Fusion Editorial Staff Writer Kimberly Chng took an insightful look back at Fusion’s fantastic first event of this semester, our screening of Leah Meyerhoff’s feature film, “I Believe in Unicorns.”


  As I walked into the theatre, I was greeted with whimsical cardboard clouds and cotton candy drapery dangling from the ceiling. It was like being transported to a foggy memory from my preadolescent years. Watching I Believe in Unicorns, however, felt precisely adolescent; it was like scrolling through a tumblr feed perfectly curated for my awkward sixteen-year-old self. Reels of memories from my teenage years suddenly sputtered all over my brain, latching onto each of my neurons, uncovering forgotten secrets and interjecting them into my train of thought between each scene. I could suddenly revisit my past in a way that I could not have done without the powerful experience of watching this film.

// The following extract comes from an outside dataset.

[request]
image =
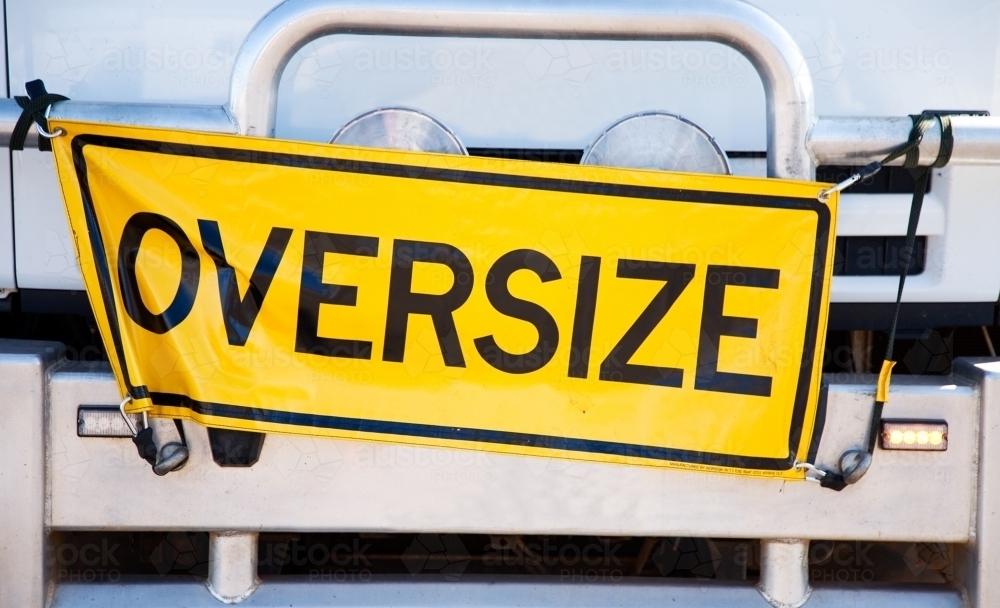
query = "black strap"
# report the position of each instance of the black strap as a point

        I Believe in Unicorns tells the story of Davina, a sixteen-year-old girl who has a penchant for fairytales and fantasy. We witness how this mindset affects her relationships with her “prince charming”, Sterling and her multiple-sclerosis suffering mother. I compare this film to the perfect tumblr feed, not because it feels like a stereotypical teenage love story that involves riding into a golden sunset. I say this because of the subjective point of view through which the story is told: through the female protagonist’s eyes. There is one point in the film when Sterling tells her “you’re the most beautiful girl I’ve ever seen”, and Davina quickly quips, “and smart too”. Her quick wit reveals her prince charming to be no more than an empty shell, an illusion that she had created in her head. Through the fantastical nature of this film, it shows just how much we idealize and fixate on perfection. We try to escape reality by finding new ways to cover up what’s really there, immersed in the fantasy that we choose to surround ourselves with.

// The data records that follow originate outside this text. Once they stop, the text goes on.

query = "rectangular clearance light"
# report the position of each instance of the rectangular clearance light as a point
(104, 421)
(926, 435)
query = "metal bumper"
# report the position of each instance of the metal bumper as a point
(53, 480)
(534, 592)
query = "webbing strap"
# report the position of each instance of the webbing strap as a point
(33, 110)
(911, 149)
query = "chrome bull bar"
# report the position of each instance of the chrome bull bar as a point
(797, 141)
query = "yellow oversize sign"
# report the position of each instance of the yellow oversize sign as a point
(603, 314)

       I watched Davina’s development throughout the film, as her innocuous curiosity transformed into heavyhearted regret, and I was reminded how growing up is a rite of passage we all experience in our lives. That’s why the movie encapsulated the ephemeral nature of youth so well. Youth is fleeting, ever changing, a transitory moment in time we all share. The experience of adolescence and first love crosses all boundaries of culture and age; it plays an integral role in our growth into adulthood. Without these experiences we would be nothing, but we can also still use fantasy to create a place in which we feel comfortable. As adults, perhaps we can all learn something by creating a little fantasy in our very real lives.